Personal information
- Born: 25 November 1998

Sport
- Country: Tonga
- Sport: Athletics

Medal record
Men's Athletics
Representing Tonga
Pacific Games
| Gold medal – first place | 2019 Apia | 110m hurdles |
| Gold medal – first place | 2019 Apia | High jump |
Pacific Mini Games
| Silver medal – second place | 2017 Port Vila | Pole vault |
| Bronze medal – third place | 2017 Port Vila | High jump |

= Mosese Foliaki =

Tongan athlete

Mosese Foliaki (born November 25, 1998) is a Tongan athlete who competes in the hurdles, high jump, and pole vault. He has represented Tonga at the Pacific Games and Pacific Mini Games.
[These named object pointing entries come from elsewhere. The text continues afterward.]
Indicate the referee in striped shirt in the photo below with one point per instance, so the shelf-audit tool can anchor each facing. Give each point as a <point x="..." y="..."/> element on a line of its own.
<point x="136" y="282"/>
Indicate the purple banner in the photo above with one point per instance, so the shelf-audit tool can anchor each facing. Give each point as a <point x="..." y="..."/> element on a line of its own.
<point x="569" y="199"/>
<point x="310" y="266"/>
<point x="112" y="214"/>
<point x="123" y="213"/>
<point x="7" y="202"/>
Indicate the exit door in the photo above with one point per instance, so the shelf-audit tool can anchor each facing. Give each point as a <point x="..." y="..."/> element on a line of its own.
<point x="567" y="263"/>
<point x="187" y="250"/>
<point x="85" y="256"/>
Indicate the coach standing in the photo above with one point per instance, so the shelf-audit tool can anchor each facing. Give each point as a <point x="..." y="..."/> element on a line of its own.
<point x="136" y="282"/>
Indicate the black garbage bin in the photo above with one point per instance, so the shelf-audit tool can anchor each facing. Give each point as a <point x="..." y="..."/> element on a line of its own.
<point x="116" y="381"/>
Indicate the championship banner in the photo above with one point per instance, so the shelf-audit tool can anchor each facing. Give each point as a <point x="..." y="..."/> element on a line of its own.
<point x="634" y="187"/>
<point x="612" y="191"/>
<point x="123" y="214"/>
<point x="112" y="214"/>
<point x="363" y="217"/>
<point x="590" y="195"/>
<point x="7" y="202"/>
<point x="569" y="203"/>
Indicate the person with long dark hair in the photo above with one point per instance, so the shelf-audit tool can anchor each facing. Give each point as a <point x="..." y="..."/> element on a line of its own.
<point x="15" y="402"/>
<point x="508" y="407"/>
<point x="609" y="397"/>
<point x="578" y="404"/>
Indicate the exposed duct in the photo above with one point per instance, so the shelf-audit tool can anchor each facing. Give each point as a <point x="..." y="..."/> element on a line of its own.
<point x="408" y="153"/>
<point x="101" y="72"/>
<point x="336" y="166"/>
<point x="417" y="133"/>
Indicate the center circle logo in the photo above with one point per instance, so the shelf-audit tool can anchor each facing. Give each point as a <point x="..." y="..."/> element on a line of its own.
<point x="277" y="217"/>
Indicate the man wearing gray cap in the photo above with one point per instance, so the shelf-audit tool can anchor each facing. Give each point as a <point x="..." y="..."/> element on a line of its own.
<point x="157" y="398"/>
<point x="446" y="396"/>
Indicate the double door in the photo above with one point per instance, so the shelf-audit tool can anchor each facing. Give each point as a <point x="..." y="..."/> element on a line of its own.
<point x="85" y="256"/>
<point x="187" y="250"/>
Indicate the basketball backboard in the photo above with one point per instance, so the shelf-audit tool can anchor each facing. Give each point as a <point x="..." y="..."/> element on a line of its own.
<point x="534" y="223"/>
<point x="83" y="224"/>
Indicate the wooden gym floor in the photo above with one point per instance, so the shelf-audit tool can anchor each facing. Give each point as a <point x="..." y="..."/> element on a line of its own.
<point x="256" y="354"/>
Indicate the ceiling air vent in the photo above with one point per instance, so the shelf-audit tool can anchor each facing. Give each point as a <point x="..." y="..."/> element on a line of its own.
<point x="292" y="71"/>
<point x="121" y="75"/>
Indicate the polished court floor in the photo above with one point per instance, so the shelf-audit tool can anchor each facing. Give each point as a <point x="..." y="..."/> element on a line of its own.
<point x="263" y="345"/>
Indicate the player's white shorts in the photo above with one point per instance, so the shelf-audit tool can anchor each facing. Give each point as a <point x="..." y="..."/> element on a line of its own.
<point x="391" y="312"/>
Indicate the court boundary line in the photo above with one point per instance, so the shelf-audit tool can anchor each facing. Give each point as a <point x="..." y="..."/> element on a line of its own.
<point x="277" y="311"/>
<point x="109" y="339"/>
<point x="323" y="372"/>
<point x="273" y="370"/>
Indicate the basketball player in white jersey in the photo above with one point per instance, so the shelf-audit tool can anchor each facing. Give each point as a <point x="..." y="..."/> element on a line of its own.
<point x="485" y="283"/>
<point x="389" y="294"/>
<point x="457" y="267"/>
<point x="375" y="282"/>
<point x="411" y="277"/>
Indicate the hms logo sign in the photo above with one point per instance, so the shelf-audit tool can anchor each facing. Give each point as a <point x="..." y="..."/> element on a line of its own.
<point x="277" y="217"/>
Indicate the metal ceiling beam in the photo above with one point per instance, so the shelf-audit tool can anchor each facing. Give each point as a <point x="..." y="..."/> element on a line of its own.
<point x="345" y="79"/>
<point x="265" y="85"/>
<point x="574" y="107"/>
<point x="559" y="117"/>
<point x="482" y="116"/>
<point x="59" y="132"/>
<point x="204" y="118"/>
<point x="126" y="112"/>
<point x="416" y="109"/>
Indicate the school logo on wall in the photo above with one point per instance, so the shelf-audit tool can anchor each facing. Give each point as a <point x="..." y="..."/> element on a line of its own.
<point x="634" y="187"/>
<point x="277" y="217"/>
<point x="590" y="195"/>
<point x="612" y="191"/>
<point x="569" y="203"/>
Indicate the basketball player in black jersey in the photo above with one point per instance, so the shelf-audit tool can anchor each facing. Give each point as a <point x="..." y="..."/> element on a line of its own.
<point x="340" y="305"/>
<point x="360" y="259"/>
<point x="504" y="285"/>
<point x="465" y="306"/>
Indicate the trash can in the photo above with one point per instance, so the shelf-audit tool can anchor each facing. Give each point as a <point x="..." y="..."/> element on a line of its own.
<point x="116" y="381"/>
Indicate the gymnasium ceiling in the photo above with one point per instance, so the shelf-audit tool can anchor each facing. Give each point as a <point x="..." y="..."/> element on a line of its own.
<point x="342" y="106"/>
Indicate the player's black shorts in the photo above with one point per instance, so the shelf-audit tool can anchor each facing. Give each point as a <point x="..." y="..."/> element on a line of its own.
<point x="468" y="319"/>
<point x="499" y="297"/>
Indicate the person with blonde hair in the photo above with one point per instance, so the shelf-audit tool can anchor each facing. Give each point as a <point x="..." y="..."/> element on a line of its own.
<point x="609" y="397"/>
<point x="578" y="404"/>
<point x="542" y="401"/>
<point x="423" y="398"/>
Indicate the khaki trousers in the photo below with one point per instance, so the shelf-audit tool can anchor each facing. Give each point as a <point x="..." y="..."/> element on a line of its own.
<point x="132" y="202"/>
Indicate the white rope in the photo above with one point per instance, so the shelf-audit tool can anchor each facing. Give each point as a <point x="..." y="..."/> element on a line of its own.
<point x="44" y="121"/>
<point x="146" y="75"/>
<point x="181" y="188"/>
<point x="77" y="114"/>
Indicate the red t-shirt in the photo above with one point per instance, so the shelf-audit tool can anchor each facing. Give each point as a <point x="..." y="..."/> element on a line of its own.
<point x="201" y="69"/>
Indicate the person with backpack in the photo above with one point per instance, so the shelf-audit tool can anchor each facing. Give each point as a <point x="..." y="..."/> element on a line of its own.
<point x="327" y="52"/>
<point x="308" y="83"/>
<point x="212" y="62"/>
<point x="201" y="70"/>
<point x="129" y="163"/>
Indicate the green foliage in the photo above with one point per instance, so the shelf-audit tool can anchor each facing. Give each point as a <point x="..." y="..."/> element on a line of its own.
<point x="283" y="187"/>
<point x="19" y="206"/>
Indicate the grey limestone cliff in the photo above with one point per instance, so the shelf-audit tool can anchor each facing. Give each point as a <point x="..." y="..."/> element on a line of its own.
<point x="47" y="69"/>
At the 2017 Pacific Mini Games in Port Vila he won silver in the pole vault, and bronze in the high jump. At the 2019 Pacific Games in Apia he won gold in both the 110 metres hurdles and the high jump. Following the games he was granted land in Vavaʻu by governor Lord Fakatulolo.

Foliaki was working as a Mormon missionary on Nomuka during the 2022 Hunga Tonga–Hunga Ha'apai eruption and tsunami, and was involved in rescue efforts after the tsunami.